Since 2016, Dr Paíz, a lecturer in the Writing Program, has been designing courses to encourage students to engage with and interrogate identities in a critical manner and to understand how social discourses structure and police those identity options, an effort coined as “queering the classroom.”
“I included a queer-focused novel, Shyam Selvadurai’s Funny Boy, as one of my course readings, and research readings from lavender linguistics in our section on sociolinguistics,” said Dr Paíz. “I was surprised by how excitedly many of the students engaged with course activities. Many of them chose to explore queer identity issues in their final research papers.”
Dr. Paíz and his students have since sought to publish class-related research projects in major academic journals, with two pieces accepted for publication since January.
TESOL Journal recently published a pedagogy piece authored with Zhu Junhan ‘19 titled “Queering the Classroom: A Teacher’s Action and A Student’s Response.” The reflection weighs Dr. Paíz’s practice from the perspectives of both instructor and student.
“The inclusion of LGBTQ literary content into our courses is a perfect way to better understand the struggles and thoughts surrounding LGBTQ identities. It has given us a broader, natural understanding of the LGBTQ community,” Zhu said.
Inspired by positive feedback, Dr Paíz and Zhu began working with Anthony Comeau ‘19, Agnes Santiano ‘19 and Zhang Jingyi ‘19 on a larger project analyzing how local varieties of English (i.e., China English) are used to create queer identities, taking the example of Ha Jin and his short story “The Bridegroom.”
Their investigation utilizes a World Englishes (WE) paradigm to analyze contact literature, supported by perspectives from the fields of queer theory and queer linguistics. The paper, titled “Queer Bodies, Queer Lives in China English Contact Literature,” has been published by Open Linguistics.
Comeau dealt particularly with the character Baowen from the short story “The Bridegroom,” and how his sexuality is rejected in language, thought, and state action, but also its defiance.
“For example, in the novel, because homosexuality is often associated with foreignness and the end of family continuity in China, is it also viewed as supposedly ‘anti-Chinese,’” he said. “By association, expressions of homosexuality have the potential to disrupt traditional sexual, gender, cultural or familial power relations. My arguments explored these ruptures.”
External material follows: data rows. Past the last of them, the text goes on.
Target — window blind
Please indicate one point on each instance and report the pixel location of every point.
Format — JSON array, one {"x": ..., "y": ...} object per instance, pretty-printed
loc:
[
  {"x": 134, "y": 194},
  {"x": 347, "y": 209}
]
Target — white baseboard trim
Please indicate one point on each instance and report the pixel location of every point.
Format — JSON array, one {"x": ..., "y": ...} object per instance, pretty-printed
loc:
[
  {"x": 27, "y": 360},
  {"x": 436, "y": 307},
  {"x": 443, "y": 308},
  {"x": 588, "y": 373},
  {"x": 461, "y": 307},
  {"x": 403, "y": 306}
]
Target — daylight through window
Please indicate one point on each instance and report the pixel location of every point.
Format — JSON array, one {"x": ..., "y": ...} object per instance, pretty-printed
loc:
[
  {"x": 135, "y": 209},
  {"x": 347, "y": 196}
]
For Comeau, such approaches to teaching and research projects have fostered dialogue in the classroom so that the content is meaningful to all students. “The more common this content is, the easier it will be for us to move past fixed positions of belonging and non-belonging. This inclusion in the classroom could be applied to any aspect of human experience, not simply gender or sexuality,” he said.
According to Dr Paíz, another important aspect of “queering the classroom” is actively creating space in the curriculum for voices that have traditionally been widely marginalized by many societies on the basis of social class, ethnic background, gender, and beyond.